475. À LOUIS BOUILHET.
Croisset, 28 juin 1855.

Tu ne m’as pas l’air gai, mon pauvre bonhomme. Tes lettres sont de plus en plus « mélancholiques » et tu me parais devenir de plus en plus « méchanique ». C’est un tort, c’est un tort ! Il faut se roidir contre les difficultés. Tu ne prends pas les choses en quantité raisonnable. Tu as trop les pieds dans Paris pour n’en être pas dégoûté et d’autre part tu n’y entres pas assez pour qu’il te plaise. Tu avais ici l’estomac assez solide pour digérer tous les Laurent-Pichat[1] de la terre ; d’où vient ta faiblesse maintenant ? Serait-ce parce que tu connais l’homme ? Qu’importe ! Ne peux-tu, par ta pensée, établir cette superbe ligne de défense intérieure qui vous sépare plus du voisin qu’un océan ?

Et puis, s… n… de D… ! que me chantes-tu avec des phrases pareilles : « Je m’effacerai ainsi du monde graduellement » ? M… ! J’ai envie de te f… des coups de pied quelque part. Que veux-tu que je devienne, misérable, si tu bronches, si tu m’ôtes ma croyance ? Tu es le seul mortel en qui j’aie foi et tu fais tout ce que tu peux pour me desceller du cœur cette pauvre niche de marbre, placée haut, et où tu rayonnes !

Fais-moi le plaisir pour toi et dans l’intérêt même de cet avenir, dont l’idée permanente te préoccupe maintenant exclusivement, de tâcher de t’abstraire un peu et de travailler. Tant que tu seras à te secouer la cervelle sur ta personnalité, sois sûr que ta personnalité souffrira. Et d’ailleurs à quoi bon ? Si ça servait pratiquement à quelque chose, très bien. Mais au contraire et ceci est démontrable par A + B.

Au reste nous causerons de tout cela dans quinze jours, si tu veux.
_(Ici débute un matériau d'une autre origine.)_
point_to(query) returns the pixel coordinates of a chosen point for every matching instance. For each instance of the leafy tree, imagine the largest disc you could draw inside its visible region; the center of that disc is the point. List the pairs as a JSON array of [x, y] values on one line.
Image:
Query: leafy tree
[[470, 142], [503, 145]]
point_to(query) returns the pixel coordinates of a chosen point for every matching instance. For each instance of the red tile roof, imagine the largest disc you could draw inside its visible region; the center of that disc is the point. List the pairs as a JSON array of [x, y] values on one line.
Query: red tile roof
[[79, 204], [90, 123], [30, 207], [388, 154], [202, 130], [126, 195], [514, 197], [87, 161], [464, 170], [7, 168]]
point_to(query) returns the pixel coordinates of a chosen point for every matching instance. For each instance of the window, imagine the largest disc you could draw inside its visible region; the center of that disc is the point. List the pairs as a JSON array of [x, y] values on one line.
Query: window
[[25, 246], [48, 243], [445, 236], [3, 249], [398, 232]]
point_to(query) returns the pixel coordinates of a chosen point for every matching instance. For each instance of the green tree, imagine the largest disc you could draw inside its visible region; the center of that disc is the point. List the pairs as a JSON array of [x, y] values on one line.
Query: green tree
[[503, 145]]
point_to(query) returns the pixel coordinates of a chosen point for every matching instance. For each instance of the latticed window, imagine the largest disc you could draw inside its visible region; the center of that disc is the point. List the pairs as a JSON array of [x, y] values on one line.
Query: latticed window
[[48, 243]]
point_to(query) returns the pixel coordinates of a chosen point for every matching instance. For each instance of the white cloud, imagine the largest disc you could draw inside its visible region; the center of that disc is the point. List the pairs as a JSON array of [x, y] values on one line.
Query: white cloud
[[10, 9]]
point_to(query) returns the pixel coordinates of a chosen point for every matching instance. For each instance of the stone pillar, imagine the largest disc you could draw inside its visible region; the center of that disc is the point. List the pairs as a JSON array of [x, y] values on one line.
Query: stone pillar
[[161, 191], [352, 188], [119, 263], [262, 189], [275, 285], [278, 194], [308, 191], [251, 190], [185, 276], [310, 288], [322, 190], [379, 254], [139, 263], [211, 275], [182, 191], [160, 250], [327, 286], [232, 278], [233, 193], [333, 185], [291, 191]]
Nous pourrons vider le fond du sac.

J’ai été hier à Rouen dîner chez Achille et, ayant une heure devant moi, je me dirigeais vers le logis de ta Dulcinée, lorsque le môme d’Abbaye a couru après moi pour me dire que Madame *** était à Caen. En descendant dans la rue, j’ai contemplé Abbaye sur sa porte.

Quel aspect que celui de Rouen, est-ce mastoc, et embêtant ! Hier, au soleil couchant, l’ennui suintait des murs d’une façon subtile et fantastique à vous asphyxier sur place. J’ai revu toutes les rues que je prenais pour aller au collège. Eh bien, non ! rien de tout cela ne m’attendrit plus. Le temps en est passé ! je conchie sur mes souvenirs. « J’ai ça de bon », comme disait ce conducteur de diligence qui puait des pieds.

Sais-tu que ma mère, il y a six semaines environ, m’a dit un mot sublime (un mot à faire la Muse se pendre de jalousie pour ne l’avoir point inventé) ; le voici, ce mot : « La rage des phrases t’a desséché le cœur. » Au fond, tu es de son avis et tu trouves qu’à propos de Rouen, par exemple, je manque tout à fait de sensibilité ; car toi, bien que curvus et complex, tu es sensible. C’est par là que tu te rapproches de Rousseau ; quoi que tu en dises, tu aimes les champs, tu as des goûts simples. Il te faut, pour être heureux, une compagne (un de ces jours tu vas étudier la botanique) et tu regrettes de « ne pas savoir un état ».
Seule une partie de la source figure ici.